Im Rahmen des Forschungsprojekts kommen wirtschaftliche Entscheidungsmodelle aus der Volkswirtschaft zum Einsatz. Bei einem Lotteriespiel mit realen Ausschüttungen, das als Prototyp für Finanzentscheidungen dient, können sich die Probanden zwischen riskanteren Spielverläufen mit höheren Gewinnen und sicheren Varianten mit niedrigeren Gewinnen entscheiden. „Mit diesem Experiment lässt sich unterschiedliches Risikoverhalten abbilden“, erläutert Malte Brettel. Zurzeit laufen die ersten Messungen mit dem Positronen-Emissionstomographen. Als Probanden wurden zunächst Studierende der Wirtschaftswissenschaften und der Humanmedizin sowie Lehramtsstudierende ausgewählt. „Interessanterweise zeigt sich bei unseren ersten Probanden, dass die risikofreudiger Denkenden auch eine erhöhte Präferenz zu wirtschaftsrelevanten Berufen haben“, berichtet der Wirtschaftswissenschaftler.
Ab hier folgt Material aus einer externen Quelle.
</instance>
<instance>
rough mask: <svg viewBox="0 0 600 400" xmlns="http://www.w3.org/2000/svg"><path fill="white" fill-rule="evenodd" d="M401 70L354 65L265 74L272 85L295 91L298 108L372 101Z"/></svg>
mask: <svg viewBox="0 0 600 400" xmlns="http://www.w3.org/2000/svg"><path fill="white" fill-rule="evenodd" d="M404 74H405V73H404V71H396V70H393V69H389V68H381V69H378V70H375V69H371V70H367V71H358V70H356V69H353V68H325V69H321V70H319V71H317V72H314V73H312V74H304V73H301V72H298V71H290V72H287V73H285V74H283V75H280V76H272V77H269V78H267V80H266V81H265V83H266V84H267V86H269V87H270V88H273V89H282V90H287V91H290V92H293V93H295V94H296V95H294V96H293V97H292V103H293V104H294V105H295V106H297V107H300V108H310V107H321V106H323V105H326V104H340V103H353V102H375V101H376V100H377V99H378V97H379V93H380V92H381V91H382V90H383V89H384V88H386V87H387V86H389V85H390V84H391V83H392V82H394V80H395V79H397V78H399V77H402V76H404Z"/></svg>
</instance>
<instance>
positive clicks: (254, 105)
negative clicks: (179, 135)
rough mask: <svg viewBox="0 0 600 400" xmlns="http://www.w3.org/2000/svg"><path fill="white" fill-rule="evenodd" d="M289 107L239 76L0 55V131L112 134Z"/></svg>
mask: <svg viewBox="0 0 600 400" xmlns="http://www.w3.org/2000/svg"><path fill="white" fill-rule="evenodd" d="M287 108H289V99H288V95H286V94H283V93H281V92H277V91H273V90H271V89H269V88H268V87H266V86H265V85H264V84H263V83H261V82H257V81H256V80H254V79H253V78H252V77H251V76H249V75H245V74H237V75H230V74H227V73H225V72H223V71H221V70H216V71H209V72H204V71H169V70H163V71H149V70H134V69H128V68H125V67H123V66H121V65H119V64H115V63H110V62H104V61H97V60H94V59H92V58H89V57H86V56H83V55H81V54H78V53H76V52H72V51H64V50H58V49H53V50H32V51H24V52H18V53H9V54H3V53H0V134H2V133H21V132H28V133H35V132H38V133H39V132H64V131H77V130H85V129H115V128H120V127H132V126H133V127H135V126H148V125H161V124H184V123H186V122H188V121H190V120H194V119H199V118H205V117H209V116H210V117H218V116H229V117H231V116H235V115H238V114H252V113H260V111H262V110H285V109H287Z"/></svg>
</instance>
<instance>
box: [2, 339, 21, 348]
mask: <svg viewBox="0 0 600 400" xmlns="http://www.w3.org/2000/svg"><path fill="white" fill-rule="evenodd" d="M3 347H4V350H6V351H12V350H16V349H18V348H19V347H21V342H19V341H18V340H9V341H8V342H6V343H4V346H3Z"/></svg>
Aus dem Forschungsvorhaben könnten sich aus Sicht der Beteiligten verschiedene Folgeprojekte ergeben. Neurowissenschaftler Ingo Vernaleken: „Es wäre beispielsweise interessant zu erforschen, welche menschlichen Phänotypen in maßgeblichen wirtschaftlichen Positionen arbeiten – und wie sich ihr Entscheidungsverhalten auf die Wirtschaftsentwicklung des jeweiligen Unternehmens auswirkt.“

Das Forschungsvorhaben „Dopamin-Ausschüttungen im Gehirn als Grundlage ökonomischer Entscheidungsfindungen“ ist Bestandteil des Projekthauses Interdisciplinary Management Practice (IMP), mit dem die RWTH Aachen im Rahmen der Exzellenzaktivitäten interdisziplinäre Forschungsaktivitäten fördert.